A pair of asymmetries in the isotopotal profile of NGC 5910 with one of them being brighter than the other, weaker asymmetry suggests a past merger and collision of one or more galaxies.

===Group membership===
NGC 5910 is the brightest and dominant member of a compact group of galaxies known as Hickson Compact Group 74. The group consists of 5 members in total, with a velocity dispersion of 537 km/s and a diameter of 80 kpc. The other members are 2MASX J15193179+2053005, PGC 54692, PGC 54694, and MCG+04-36-036. The other galaxies appear to be embedded within a common envelope that belongs to NGC 5910.

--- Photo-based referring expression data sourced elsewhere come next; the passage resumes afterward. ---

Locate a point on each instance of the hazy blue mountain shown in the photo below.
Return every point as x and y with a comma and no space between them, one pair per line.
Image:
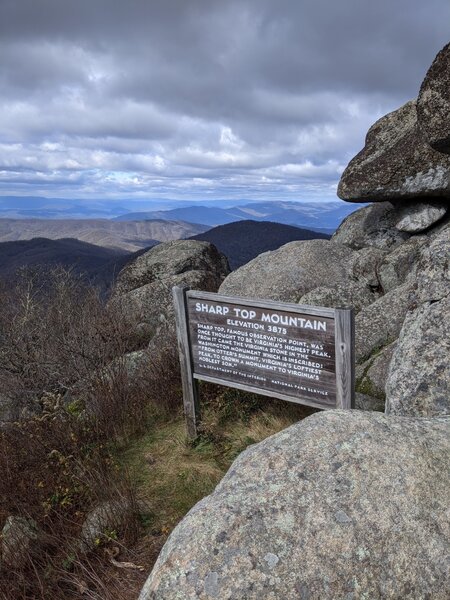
242,241
126,235
207,215
318,216
26,207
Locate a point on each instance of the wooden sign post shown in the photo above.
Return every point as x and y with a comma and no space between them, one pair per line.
302,354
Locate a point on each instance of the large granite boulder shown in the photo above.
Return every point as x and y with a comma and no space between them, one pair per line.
420,216
380,323
371,375
433,104
344,504
418,382
433,271
373,225
144,287
400,265
396,163
290,272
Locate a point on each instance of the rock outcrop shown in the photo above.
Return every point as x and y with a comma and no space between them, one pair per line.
397,163
350,504
386,275
340,505
145,285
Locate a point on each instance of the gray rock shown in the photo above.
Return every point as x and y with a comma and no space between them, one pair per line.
371,376
433,272
366,264
373,225
344,504
101,522
400,265
344,295
144,287
433,103
418,382
168,260
370,403
290,272
18,539
397,163
8,411
380,323
420,216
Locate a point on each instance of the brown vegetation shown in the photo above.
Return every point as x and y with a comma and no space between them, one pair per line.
58,457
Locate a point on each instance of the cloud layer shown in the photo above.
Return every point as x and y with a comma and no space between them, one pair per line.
194,99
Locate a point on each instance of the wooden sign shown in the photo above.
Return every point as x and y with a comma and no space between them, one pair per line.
302,354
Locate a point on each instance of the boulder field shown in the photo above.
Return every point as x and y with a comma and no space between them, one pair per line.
349,504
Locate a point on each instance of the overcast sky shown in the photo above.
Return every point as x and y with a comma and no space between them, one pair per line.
198,99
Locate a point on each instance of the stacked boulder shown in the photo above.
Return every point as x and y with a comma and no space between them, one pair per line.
350,504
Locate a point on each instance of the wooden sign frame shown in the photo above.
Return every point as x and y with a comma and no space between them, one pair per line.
342,376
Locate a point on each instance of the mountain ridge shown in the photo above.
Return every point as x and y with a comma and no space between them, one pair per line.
242,241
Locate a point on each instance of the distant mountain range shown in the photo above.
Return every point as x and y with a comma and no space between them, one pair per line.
321,216
244,240
99,265
126,235
324,217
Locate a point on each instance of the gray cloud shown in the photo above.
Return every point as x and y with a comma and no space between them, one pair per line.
194,99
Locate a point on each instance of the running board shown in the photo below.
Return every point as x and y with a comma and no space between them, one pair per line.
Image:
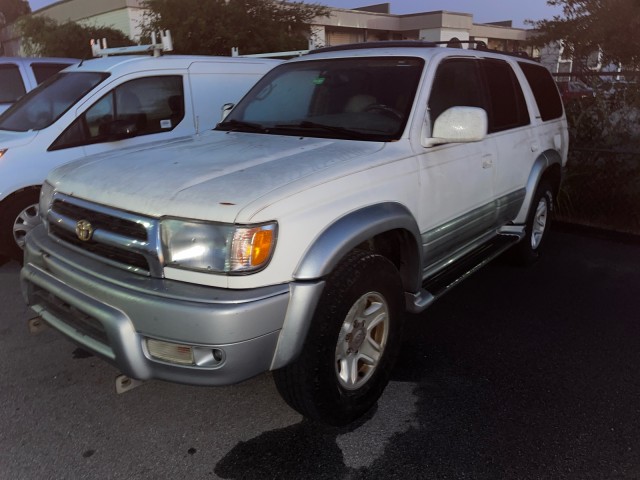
449,277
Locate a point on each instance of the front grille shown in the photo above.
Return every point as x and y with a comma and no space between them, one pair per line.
100,220
119,238
114,254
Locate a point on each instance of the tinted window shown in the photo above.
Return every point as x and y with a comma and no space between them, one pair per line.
457,84
354,98
11,81
42,71
544,90
46,103
138,107
508,108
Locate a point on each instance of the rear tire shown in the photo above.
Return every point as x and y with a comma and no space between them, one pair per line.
18,216
537,226
351,345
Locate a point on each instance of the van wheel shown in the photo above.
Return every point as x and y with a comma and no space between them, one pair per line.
18,216
537,226
351,345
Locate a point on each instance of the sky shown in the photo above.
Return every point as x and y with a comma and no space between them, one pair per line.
483,10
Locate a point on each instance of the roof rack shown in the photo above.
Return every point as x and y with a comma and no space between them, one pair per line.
235,52
99,49
477,44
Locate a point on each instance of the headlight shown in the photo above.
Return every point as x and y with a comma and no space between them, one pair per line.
216,247
46,197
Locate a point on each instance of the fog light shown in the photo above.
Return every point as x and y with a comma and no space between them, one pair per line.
170,352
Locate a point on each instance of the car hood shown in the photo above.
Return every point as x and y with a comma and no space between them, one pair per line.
9,139
209,177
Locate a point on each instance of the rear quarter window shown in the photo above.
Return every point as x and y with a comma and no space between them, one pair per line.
544,90
508,108
11,81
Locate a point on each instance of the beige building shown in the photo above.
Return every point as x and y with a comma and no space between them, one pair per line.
364,24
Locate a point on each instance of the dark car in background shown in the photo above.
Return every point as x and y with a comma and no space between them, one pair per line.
575,90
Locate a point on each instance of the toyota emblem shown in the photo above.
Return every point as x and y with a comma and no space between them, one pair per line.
84,230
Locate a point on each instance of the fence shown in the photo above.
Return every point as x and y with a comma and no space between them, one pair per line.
601,185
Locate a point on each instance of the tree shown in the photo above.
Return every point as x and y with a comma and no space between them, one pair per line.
11,10
45,37
588,26
213,27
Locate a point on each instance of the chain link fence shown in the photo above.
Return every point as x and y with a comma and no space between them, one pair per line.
601,186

NGC 5910 appears to lie near the Hercules Superclusters.

== Supernovae ==
Two supernovae have been discovered in NGC 5910: SN 2002ec, and PSN J15192497+2054024.

=== SN 2002ec ===
SN 2002ec was discovered in NGC 5910 in July 2002 via unfiltered KAIT CCD images by Li and Beutler. It was located 8.5" east and 12.9" south of the nucleus and was classified as Type la.

=== PSN J15192497+2054024 ===
PSN J15192497+2054024 was discovered in NGC 5910 on 17 March 2013 by the Catalina Real-Time Transient Survey and Stan Howerton. It was located 2" west and 20" north of the center of NGC 5910 and classified as a type Ia.